De Ocampo came of age in Silver Lake during that ugly time, living with his Filipino parents and four siblings a few blocks south of the Ringuettes' well-appointed home. He vividly recalls being 11, taking care of his cancer-ridden father in the De Campos' one-bedroom apartment, when three robbers suddenly broke in. One pointed a gun at his head as they ransacked the place, looking for cash and electronics.
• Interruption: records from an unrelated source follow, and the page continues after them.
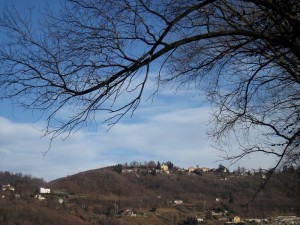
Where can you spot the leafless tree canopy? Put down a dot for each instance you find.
(244, 54)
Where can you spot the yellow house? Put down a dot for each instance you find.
(236, 219)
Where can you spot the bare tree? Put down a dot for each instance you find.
(244, 53)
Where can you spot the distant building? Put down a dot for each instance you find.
(40, 197)
(164, 167)
(191, 169)
(236, 219)
(44, 190)
(178, 202)
(8, 187)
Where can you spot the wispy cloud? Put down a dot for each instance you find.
(172, 128)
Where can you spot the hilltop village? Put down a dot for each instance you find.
(141, 193)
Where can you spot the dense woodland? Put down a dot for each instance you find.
(102, 196)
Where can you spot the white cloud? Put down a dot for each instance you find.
(163, 131)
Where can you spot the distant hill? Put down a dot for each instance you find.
(143, 195)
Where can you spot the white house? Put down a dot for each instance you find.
(44, 190)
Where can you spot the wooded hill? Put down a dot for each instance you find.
(137, 196)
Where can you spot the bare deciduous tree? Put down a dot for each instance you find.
(244, 53)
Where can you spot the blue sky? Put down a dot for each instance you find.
(171, 128)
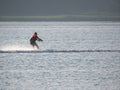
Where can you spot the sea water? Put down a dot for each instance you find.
(55, 66)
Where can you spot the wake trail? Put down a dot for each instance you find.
(54, 51)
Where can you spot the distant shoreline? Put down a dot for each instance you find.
(61, 18)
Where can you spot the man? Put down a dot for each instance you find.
(33, 40)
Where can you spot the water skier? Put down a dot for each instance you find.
(33, 40)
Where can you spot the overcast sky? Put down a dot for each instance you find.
(57, 7)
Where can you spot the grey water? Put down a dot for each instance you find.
(72, 56)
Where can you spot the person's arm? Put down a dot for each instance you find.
(39, 39)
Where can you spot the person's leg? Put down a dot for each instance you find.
(37, 45)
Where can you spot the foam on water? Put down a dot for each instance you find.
(16, 48)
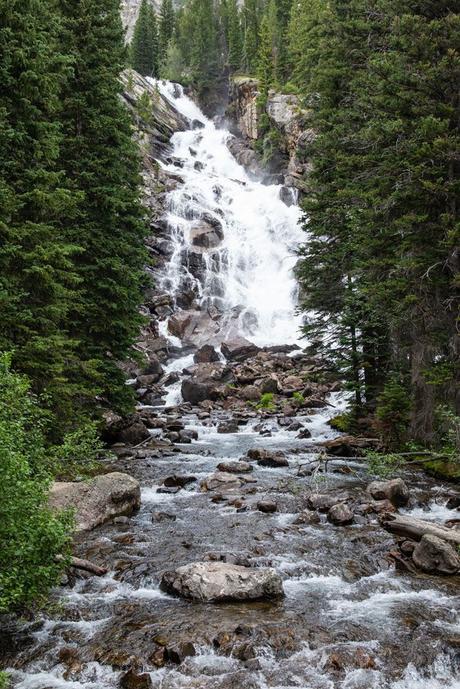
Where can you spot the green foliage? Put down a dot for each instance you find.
(393, 412)
(380, 81)
(383, 465)
(31, 536)
(79, 454)
(145, 47)
(102, 164)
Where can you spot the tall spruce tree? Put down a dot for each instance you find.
(145, 48)
(37, 278)
(101, 162)
(166, 26)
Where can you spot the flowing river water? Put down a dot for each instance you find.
(348, 619)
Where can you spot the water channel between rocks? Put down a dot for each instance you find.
(348, 620)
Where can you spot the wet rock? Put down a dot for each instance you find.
(221, 481)
(239, 467)
(266, 458)
(267, 506)
(98, 500)
(321, 502)
(168, 490)
(163, 517)
(304, 434)
(206, 235)
(177, 653)
(230, 426)
(178, 481)
(134, 434)
(395, 490)
(135, 680)
(307, 517)
(205, 355)
(453, 502)
(238, 349)
(218, 581)
(340, 515)
(434, 555)
(206, 383)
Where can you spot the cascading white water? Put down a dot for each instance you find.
(248, 273)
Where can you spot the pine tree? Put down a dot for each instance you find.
(166, 26)
(145, 44)
(36, 273)
(234, 37)
(101, 162)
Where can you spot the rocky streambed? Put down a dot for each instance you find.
(235, 539)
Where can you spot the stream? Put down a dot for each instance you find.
(348, 619)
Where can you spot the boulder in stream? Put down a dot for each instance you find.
(238, 349)
(98, 500)
(432, 554)
(218, 581)
(395, 490)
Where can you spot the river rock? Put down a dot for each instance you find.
(221, 481)
(394, 490)
(206, 235)
(238, 349)
(205, 355)
(218, 581)
(266, 458)
(98, 500)
(229, 426)
(239, 467)
(340, 515)
(432, 554)
(267, 506)
(135, 680)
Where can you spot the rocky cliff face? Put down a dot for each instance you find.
(288, 130)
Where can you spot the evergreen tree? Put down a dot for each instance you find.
(145, 50)
(234, 37)
(36, 273)
(101, 162)
(166, 26)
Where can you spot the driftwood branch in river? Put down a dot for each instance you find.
(402, 525)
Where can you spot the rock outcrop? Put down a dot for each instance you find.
(213, 582)
(98, 500)
(286, 118)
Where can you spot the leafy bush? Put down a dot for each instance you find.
(31, 536)
(79, 454)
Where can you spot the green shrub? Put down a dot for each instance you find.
(31, 536)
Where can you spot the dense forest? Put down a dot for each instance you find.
(378, 81)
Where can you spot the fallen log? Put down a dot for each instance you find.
(415, 529)
(86, 565)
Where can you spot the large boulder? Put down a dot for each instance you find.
(394, 490)
(238, 349)
(98, 500)
(207, 382)
(212, 582)
(205, 355)
(205, 235)
(434, 555)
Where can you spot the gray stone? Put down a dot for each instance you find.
(98, 500)
(218, 581)
(432, 554)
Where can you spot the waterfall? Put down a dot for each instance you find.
(234, 239)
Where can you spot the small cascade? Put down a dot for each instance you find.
(234, 239)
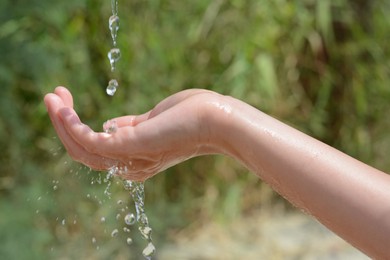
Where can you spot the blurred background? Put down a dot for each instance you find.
(320, 66)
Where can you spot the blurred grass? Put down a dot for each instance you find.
(321, 66)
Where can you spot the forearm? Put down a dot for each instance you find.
(349, 197)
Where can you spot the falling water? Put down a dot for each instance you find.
(137, 192)
(114, 54)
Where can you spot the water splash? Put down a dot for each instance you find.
(113, 56)
(137, 191)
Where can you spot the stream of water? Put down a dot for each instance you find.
(137, 193)
(114, 54)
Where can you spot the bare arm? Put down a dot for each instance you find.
(348, 196)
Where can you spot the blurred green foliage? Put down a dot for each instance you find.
(321, 66)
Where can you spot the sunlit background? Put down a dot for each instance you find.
(321, 66)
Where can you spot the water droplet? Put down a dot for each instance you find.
(114, 233)
(126, 230)
(114, 55)
(149, 251)
(143, 219)
(145, 232)
(110, 126)
(114, 7)
(112, 86)
(130, 219)
(113, 24)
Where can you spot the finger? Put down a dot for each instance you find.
(54, 104)
(95, 143)
(130, 120)
(65, 95)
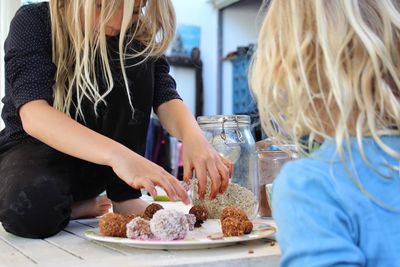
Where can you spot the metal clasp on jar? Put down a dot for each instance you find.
(237, 130)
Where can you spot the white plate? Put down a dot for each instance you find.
(207, 236)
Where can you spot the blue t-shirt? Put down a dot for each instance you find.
(325, 219)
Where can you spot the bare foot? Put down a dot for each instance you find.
(91, 208)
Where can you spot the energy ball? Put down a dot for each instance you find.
(139, 228)
(150, 210)
(114, 224)
(232, 227)
(248, 227)
(169, 225)
(233, 212)
(191, 219)
(200, 212)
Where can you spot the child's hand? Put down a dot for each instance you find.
(139, 172)
(199, 155)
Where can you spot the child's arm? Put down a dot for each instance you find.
(59, 131)
(197, 153)
(314, 229)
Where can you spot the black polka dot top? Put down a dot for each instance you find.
(29, 71)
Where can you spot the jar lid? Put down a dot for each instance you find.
(223, 118)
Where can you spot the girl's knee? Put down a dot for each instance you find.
(35, 213)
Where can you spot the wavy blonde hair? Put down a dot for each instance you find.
(329, 69)
(78, 43)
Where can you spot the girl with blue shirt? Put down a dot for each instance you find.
(331, 70)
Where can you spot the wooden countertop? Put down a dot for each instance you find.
(71, 248)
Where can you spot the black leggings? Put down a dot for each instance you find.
(38, 186)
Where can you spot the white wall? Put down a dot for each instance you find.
(203, 14)
(7, 11)
(239, 29)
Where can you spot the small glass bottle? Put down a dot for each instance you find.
(231, 137)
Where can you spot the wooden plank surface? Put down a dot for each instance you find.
(72, 248)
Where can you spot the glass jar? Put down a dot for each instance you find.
(232, 138)
(269, 159)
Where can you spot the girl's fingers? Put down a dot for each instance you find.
(187, 172)
(181, 192)
(164, 182)
(215, 180)
(201, 181)
(149, 186)
(225, 175)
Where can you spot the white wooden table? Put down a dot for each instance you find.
(71, 248)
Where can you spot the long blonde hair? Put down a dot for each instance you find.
(329, 69)
(77, 42)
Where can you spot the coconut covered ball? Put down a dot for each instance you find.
(139, 228)
(235, 195)
(169, 225)
(151, 210)
(191, 219)
(114, 224)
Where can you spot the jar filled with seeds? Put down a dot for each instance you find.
(232, 138)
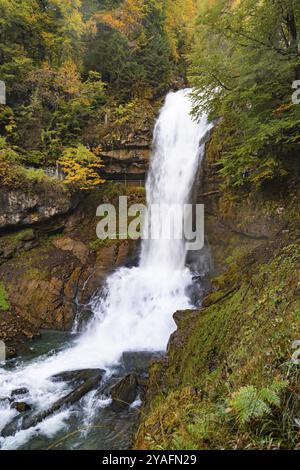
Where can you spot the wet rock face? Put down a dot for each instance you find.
(81, 381)
(19, 208)
(51, 271)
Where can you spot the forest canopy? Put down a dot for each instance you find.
(69, 64)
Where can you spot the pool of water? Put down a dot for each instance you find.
(104, 428)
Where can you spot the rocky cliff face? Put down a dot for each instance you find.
(23, 208)
(234, 353)
(50, 271)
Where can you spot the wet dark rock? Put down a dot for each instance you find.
(124, 392)
(19, 391)
(74, 376)
(89, 379)
(21, 406)
(138, 361)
"I realized, 'Wow, we're not in the greatest neighborhood,' " De Ocampo recalls.
Now manager of a charitable foundation, De Ocampo, 34, lifted himself out of poverty by earning good grades and getting a college degree. A resident of East Hollywood, next door to Silver Lake, he ran for but lost the recent L.A. City Council District 13 primary. His old South of Sunset neighborhood is safer, De Ocampo says, but as he campaigned door to door, especially near the 101 freeway, where he grew up, he noticed persistent poverty and crime — and Silver Lake kids mired in it.